British judges - unrepresentative and unaccountable
What Geoff Hiden is saying, in effect, is that it is only a judge, his or herself, who decides whether or not to preside over a trial in which he/she may have a conflict of interest. As the public, we must obeisantly accept being fully reliant on the presumed integrity of the judge and, because of the dearth of public information about judges, we have little chance of challenging a judge's role in a trial based on conflict of interest. Given human fallibility, that does seem wholly unrealistic and prone to abuse.

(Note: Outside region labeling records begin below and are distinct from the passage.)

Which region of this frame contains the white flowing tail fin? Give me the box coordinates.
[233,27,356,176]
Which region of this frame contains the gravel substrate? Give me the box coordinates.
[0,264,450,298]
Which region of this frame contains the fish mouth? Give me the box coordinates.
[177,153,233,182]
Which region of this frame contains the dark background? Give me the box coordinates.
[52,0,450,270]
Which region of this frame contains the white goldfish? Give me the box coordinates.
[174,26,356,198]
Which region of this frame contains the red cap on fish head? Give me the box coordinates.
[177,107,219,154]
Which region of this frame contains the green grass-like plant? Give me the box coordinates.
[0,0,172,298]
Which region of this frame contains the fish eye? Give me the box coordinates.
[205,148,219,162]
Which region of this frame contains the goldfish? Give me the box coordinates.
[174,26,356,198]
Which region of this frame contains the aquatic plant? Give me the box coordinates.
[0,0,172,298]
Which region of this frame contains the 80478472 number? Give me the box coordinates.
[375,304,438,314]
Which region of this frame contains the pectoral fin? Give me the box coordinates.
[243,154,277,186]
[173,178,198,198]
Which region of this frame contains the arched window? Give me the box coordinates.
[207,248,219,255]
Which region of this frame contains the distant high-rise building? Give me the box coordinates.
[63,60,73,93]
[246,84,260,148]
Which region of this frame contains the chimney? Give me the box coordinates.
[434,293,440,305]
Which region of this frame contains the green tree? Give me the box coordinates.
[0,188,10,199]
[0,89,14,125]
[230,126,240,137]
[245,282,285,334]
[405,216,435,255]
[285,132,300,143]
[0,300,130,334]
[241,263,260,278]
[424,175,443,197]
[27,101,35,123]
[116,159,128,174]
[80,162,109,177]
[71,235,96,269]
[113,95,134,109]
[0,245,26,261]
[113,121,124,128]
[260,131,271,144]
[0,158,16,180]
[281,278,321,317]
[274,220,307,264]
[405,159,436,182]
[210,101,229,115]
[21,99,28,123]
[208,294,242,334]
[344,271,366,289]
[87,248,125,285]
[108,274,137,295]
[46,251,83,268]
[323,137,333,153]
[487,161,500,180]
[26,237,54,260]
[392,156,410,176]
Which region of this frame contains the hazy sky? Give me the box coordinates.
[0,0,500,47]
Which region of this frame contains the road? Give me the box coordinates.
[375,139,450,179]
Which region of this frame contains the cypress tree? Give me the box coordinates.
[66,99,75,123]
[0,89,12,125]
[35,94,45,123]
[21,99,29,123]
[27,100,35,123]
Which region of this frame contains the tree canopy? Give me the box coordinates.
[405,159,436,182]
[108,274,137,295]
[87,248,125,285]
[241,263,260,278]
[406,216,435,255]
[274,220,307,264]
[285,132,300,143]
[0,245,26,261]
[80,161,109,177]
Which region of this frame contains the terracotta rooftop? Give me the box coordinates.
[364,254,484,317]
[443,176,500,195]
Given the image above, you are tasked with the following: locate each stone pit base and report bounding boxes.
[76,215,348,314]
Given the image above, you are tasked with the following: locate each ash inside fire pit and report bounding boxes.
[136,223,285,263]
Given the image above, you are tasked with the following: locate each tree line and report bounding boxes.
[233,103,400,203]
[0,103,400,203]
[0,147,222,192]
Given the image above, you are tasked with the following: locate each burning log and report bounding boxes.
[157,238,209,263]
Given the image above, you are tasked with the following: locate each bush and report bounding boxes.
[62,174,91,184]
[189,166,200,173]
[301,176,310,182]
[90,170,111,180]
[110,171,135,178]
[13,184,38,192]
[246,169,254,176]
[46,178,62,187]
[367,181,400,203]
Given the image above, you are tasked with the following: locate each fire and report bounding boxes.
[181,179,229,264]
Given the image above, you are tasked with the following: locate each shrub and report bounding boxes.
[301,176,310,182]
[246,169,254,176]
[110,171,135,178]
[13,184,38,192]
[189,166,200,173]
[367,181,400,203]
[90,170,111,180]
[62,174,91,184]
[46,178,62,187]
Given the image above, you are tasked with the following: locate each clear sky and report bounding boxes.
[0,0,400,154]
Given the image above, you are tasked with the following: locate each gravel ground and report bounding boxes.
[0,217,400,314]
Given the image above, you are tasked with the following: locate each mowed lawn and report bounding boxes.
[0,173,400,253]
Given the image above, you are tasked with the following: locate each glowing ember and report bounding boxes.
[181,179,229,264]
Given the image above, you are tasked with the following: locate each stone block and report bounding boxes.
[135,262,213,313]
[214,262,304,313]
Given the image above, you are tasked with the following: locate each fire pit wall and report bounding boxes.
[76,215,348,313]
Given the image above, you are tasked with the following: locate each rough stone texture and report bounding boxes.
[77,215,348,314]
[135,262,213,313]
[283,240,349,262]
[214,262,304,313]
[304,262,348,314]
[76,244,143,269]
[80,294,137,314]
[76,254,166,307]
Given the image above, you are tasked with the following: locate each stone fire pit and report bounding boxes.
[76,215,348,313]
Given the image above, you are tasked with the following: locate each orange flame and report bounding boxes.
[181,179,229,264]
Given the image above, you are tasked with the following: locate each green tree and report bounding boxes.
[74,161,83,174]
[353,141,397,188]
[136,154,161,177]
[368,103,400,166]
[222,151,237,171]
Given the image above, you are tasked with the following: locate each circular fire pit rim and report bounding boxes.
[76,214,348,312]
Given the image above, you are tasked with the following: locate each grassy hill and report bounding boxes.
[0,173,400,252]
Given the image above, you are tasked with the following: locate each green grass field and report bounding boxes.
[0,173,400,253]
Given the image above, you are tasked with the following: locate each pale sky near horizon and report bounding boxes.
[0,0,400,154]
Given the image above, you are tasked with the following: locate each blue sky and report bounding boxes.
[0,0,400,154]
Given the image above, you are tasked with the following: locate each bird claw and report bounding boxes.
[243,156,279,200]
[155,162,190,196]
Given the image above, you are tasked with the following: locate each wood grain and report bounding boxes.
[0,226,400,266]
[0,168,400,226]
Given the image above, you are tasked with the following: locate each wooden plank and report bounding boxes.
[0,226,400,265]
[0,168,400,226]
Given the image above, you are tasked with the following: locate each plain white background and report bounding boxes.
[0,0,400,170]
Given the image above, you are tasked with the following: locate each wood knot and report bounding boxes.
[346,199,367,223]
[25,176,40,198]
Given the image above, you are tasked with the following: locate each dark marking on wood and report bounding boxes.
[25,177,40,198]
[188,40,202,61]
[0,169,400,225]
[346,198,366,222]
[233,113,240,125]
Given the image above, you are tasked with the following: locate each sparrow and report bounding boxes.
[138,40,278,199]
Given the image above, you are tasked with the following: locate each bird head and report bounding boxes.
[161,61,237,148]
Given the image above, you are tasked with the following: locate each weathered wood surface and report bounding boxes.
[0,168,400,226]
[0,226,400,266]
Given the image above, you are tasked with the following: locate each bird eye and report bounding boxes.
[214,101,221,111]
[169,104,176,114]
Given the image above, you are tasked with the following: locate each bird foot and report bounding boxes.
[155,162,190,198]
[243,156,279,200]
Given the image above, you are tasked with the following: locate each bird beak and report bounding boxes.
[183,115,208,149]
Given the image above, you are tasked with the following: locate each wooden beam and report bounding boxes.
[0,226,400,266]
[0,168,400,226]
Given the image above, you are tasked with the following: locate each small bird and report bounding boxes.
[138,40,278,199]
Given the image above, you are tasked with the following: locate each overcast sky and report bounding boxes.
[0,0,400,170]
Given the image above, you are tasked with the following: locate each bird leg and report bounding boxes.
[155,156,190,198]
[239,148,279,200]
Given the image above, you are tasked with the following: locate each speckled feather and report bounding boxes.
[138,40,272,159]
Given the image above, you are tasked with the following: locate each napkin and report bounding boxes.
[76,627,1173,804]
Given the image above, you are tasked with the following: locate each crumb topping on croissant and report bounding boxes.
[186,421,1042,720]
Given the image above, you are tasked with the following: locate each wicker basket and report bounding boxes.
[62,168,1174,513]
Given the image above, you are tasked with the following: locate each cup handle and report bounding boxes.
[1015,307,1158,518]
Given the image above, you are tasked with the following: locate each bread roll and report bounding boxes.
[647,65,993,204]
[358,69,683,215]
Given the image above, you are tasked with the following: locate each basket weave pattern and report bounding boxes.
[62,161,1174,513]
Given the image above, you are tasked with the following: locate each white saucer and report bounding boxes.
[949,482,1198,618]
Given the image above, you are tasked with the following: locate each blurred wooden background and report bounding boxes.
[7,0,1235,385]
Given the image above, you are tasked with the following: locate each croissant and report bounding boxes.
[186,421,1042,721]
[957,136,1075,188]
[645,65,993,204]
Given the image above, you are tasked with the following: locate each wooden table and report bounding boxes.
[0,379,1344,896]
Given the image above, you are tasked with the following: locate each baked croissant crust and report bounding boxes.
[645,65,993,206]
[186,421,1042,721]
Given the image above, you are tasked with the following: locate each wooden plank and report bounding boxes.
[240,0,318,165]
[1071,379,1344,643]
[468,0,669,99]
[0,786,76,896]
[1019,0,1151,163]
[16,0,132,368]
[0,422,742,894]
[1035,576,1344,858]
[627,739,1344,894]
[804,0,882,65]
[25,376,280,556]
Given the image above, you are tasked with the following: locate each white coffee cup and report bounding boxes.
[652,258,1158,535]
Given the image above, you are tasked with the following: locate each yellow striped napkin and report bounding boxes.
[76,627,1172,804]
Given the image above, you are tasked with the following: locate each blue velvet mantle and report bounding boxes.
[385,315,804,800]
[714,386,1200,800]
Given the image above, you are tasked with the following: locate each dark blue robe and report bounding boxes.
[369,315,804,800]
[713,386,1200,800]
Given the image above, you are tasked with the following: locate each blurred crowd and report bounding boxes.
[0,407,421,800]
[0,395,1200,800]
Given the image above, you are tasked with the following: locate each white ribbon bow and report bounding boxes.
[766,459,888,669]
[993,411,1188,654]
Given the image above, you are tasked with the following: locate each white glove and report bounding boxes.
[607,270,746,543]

Perhaps, if British society were furnished with more detailed information about its judges, we would not have a situation where (according to 2011 figures) just 22% of judges are women, and just 5.1% of judges are from ethnic minorities (around 12.1% of the population of England). Worse still, in 1999 it was determined that 79% of new judges had attended private schools, as opposed to state schools. Today, the figure is 69%. Worryingly, given that the independent school sector educates just 6.5% of children in the UK (just over 7% of children in England), and an estimated 18% of those over the age of 16, it is abundantly clear that judges are grossly unrepresentative of society.
It is because most judges still ply the barrister route that we have such a lopsided cache of judges from privileged backgrounds. Since barristers in pupillage (training) were, until recently, often unpaid or minimally paid, talented, would-be judges from the lower classes were often greatly deterred. Now that pupillage is funded and there is a 'solicitor' route, this may change. However, given the current elitist, dull and moribund image of the judiciary, aspiring to be a judge is unlikely outside the upper middle classes.